Neither execrable enough to warrant being so unceremoniously dumped into theaters, nor so thoroughly loathsome that we should be outraged by its treatment, Scott Stewart's Dark Skies offers passable home-invasion horror of the Close Encounters variety, right down to the screws that loosen themselves, the UFO heat lamps suffusing doorways with light and the bubbling leftovers dumped from the fridge.
Of course, without the distractions of Spielberg's technique and gooney optimism, audiences have too much time to wonder why the aliens here bother playing creepy faerie tricks on this suburban family — snatching photos from frames and hours from lives — before moving in for their real goal, a rote child snatching. Stewart has some lofty ambitions, some of which he almost fulfills. There are a couple good scares, including one doozy from The Birds, but also too much breezed-past, off-the-rack weirdness, including a series of Paranormal Activity-style temporary possessions that demand the actors must stand there, freeze-tag style, with eyes bugged out and mouths wide open.
A welcome J.K. Simmons, playing a Hunter S. Thompson-looking alien abductee, explains that to humanity the motivations of aliens — in this case the "grays" — would make as much sense as a scientist's to a lab rat, but then just moments later announces the galactic pranksters' motivations anyway: Obviously, they're trying to "isolate" this family from the rest of the block — and from each other. That means the final act is of bonding and boarding, the kids and parents getting closer as they barricade the windows of the house.

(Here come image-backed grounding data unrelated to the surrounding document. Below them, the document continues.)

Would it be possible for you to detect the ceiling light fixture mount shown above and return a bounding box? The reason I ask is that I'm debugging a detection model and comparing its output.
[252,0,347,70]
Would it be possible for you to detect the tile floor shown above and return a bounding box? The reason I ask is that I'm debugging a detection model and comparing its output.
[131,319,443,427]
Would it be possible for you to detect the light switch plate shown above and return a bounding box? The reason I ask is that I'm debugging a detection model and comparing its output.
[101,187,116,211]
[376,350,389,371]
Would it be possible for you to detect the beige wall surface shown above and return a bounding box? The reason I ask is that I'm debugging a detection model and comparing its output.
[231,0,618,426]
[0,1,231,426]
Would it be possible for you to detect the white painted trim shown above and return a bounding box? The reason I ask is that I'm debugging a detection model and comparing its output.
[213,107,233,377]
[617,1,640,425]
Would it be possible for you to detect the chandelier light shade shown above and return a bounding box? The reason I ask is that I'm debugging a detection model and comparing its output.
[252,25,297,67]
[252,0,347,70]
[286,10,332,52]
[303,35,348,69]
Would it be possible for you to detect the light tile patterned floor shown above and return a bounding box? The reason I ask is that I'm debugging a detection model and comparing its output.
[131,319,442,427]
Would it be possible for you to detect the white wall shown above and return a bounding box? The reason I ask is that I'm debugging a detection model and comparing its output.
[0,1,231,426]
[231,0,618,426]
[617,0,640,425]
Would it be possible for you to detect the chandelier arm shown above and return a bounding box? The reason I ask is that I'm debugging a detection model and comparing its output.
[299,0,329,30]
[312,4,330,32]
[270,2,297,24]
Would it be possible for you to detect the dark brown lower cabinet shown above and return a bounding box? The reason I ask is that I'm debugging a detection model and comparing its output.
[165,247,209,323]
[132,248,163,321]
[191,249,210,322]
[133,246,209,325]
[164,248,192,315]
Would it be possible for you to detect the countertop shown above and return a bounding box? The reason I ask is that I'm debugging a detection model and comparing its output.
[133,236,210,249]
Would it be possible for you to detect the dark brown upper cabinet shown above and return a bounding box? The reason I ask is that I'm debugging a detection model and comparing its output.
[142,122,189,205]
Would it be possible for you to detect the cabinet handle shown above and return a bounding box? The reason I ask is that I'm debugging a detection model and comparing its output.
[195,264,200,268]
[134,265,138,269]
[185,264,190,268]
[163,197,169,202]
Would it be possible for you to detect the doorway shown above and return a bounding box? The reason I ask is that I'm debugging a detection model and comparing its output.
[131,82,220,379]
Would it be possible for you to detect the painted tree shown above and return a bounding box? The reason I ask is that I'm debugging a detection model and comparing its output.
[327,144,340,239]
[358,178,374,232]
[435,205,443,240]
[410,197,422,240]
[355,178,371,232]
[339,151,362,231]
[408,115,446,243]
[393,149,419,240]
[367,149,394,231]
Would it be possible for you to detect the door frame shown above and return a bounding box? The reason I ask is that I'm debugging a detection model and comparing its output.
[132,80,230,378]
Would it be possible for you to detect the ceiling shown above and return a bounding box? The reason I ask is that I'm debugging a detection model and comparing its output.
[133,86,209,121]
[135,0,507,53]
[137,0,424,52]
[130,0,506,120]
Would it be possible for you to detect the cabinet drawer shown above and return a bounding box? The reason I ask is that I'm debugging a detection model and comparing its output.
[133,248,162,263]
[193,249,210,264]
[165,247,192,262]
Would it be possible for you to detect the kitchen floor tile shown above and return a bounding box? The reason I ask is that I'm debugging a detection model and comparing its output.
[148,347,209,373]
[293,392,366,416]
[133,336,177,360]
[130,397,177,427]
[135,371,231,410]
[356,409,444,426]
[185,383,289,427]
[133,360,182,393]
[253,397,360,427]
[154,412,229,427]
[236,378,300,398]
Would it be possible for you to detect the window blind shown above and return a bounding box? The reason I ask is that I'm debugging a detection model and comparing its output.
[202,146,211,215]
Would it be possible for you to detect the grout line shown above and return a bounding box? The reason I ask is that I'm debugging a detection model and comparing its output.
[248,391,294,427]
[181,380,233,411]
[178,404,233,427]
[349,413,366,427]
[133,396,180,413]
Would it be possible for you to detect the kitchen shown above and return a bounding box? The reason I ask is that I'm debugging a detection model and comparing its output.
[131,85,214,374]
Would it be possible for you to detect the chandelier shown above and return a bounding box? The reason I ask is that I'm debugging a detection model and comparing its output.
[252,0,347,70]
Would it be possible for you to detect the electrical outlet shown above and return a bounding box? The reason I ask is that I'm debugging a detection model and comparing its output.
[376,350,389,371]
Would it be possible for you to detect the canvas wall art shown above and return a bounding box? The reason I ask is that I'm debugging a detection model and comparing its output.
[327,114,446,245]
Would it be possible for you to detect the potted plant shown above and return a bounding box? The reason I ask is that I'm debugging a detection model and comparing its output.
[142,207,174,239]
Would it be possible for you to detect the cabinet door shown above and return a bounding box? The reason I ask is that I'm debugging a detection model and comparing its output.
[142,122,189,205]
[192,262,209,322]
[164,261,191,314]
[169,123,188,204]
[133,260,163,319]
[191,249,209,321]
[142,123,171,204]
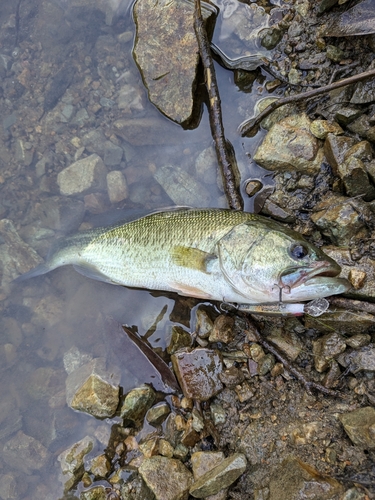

Keri Russell, as the mother, has moments of excellence; she carves a real performance from a role that mostly demands she wander a dark house in fetching tank tops. Dakota Goyo, as the oldest of the kids, dares to be bluntly uncharismatic in the way of actual 13-year-old boys; he's given an awkward first kiss, a lyric-stoned bike ride and an arc whose real-life humanity suggests that Stewart aspired to make a movie that might mean something to someone. Too bad that what exists of that movie — the one exemplified by a smartly disorienting climactic set-piece steeped in the sex fears of pubescence — is only about half as long as this one.